Zulip Chat Archive

Stream: Is there code for X?

Topic: Set.toNonempty

Terence Tao (Jan 01 2024 at 18:47):

This is a somewhat trivial thing, but would it make sense to have an analogue of docs#Set.toFinite for non-emptiness, i.e.,

import Mathlib

theorem Set.toNonempty {α : Type u} (s : Set α) [hs: Nonempty s] : Set.Nonempty s := nonempty_coe_sort.mp hs

so that one can use s.toNonempty instead of nonempty_coe_sort.mp (s := s) (by infer_instance)? With the current API it seems unnecessarily clunky to be able to actually establish a Set.Nonempty proposition.

Johan Commelin (Jan 01 2024 at 18:50):

Sounds good. What do you think of calling it Set.of_nonempty_coe?

Terence Tao (Jan 01 2024 at 18:51):

Would that mean that Set.toFinite should be similarly aliased to Set.of_finite_coe? I'm fine with either (or both), but I suppose we should try to be consistent with naming conventions if there is no pressing reason to deviate from them.

Yaël Dillies (Jan 01 2024 at 18:54):

I think of Set.toFinite as a pretty poor name. Certainly, I can't guess it every time I need it! I think Set.Finite.of_subtype or Set.Finite.of_coe or Set.Finite.of_coe_sort would be better.
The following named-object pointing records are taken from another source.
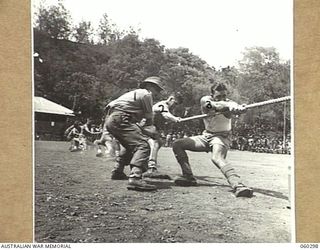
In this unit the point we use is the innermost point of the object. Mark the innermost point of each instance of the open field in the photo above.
(76, 201)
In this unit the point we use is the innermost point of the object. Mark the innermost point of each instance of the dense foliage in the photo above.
(84, 69)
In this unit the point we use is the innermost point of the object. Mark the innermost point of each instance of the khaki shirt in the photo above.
(137, 103)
Terence Tao (Jan 01 2024 at 18:57):

Similarly one could have

theorem Set.of_infinite_coe {α : Type u} (s : Set α) [hs: Infinite s] : Set.Infinite s := infinite_coe_iff.mp hs

theorem Set.of_subsingleton_coe {α : Type u} (s : Set α) [hs: Subsingleton s] : Set.Subsingleton s := (subsingleton_coe s).mp hs

On the other hand, we already have docs#Set.to_countable. It seems that the naming conventions here are not uniform.

Yaël Dillies (Jan 01 2024 at 19:02):

Yeah, I am happy to open a PR to clean this up. I've been annoyed by it.
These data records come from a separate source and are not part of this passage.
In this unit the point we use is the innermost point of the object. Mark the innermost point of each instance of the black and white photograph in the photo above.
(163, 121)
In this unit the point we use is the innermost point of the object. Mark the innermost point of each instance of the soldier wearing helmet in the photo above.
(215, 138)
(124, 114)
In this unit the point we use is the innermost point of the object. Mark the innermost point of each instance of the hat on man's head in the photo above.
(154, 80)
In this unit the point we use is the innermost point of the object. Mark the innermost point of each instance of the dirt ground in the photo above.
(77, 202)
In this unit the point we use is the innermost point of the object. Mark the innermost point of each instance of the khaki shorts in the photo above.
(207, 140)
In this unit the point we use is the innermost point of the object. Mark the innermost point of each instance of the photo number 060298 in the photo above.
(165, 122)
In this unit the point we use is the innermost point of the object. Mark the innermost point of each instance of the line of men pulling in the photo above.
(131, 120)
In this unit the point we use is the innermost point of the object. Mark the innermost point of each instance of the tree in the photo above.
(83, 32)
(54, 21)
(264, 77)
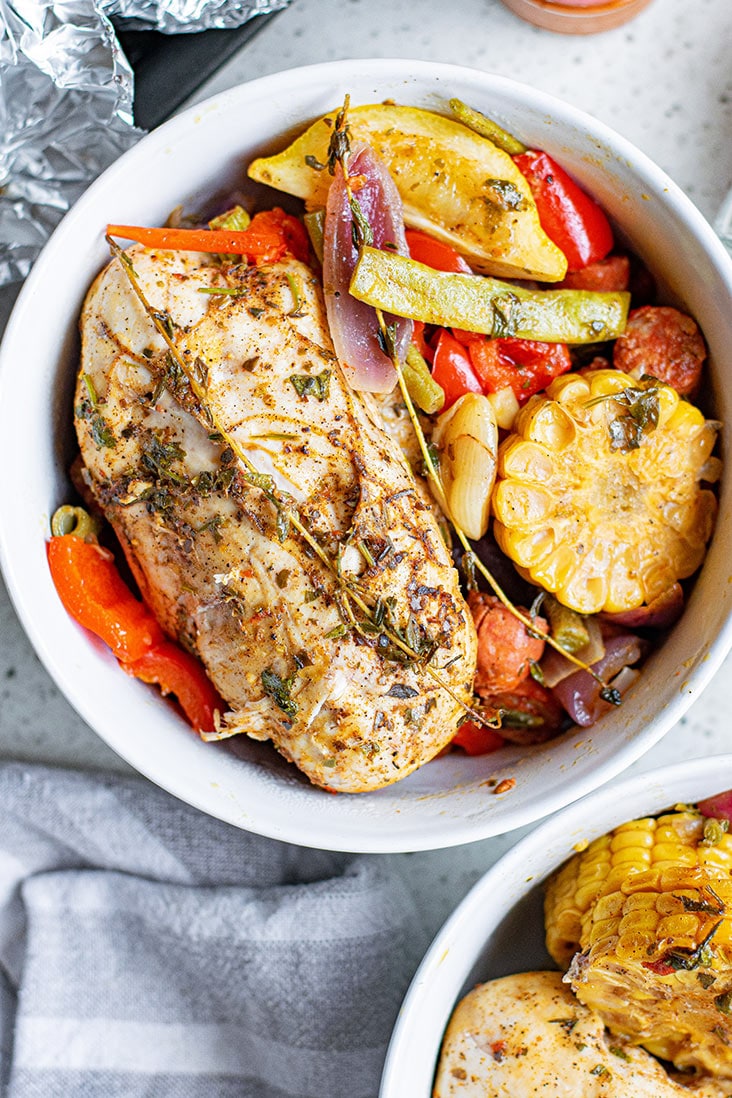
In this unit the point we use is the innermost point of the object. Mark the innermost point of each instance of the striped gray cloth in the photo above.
(148, 951)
Terence Tao (Jan 01 2024 at 19:02):

Would you still keep Set.toFinite and Set.to_countable as aliases for (I presume) Set.of_finite_coe and Set.of_countable_coe? Certainly Set.toFinite is used extensively in PFR for instance.

Yaël Dillies (Jan 01 2024 at 19:03):

As deprecated aliases, likely.

Yaël Dillies (Jan 01 2024 at 19:04):

The point of a name like Set.Finite.of_coe is that you can write .of_coe wherever Lean expects a term of type Set.Finite _.

Terence Tao (Jan 01 2024 at 19:06):

But then conversely if one only has a name for the set s and not the Finite instance, how do you use dot notation to prove Set.Finite s using the name Set.Finite.of_coe? I find s.toFinite a convenient notation.

Yaël Dillies (Jan 01 2024 at 19:07):

What would s.toFinite do if you didn't have the Finite s instance around? I would expect that to error.

Terence Tao (Jan 01 2024 at 19:09):

"failed to synthesize instance Finite ↑s".

Terence Tao (Jan 01 2024 at 19:11):

I use s.toFinite.toFinset a lot to create Finset versions of a Finite set. Not sure how else to do it actually.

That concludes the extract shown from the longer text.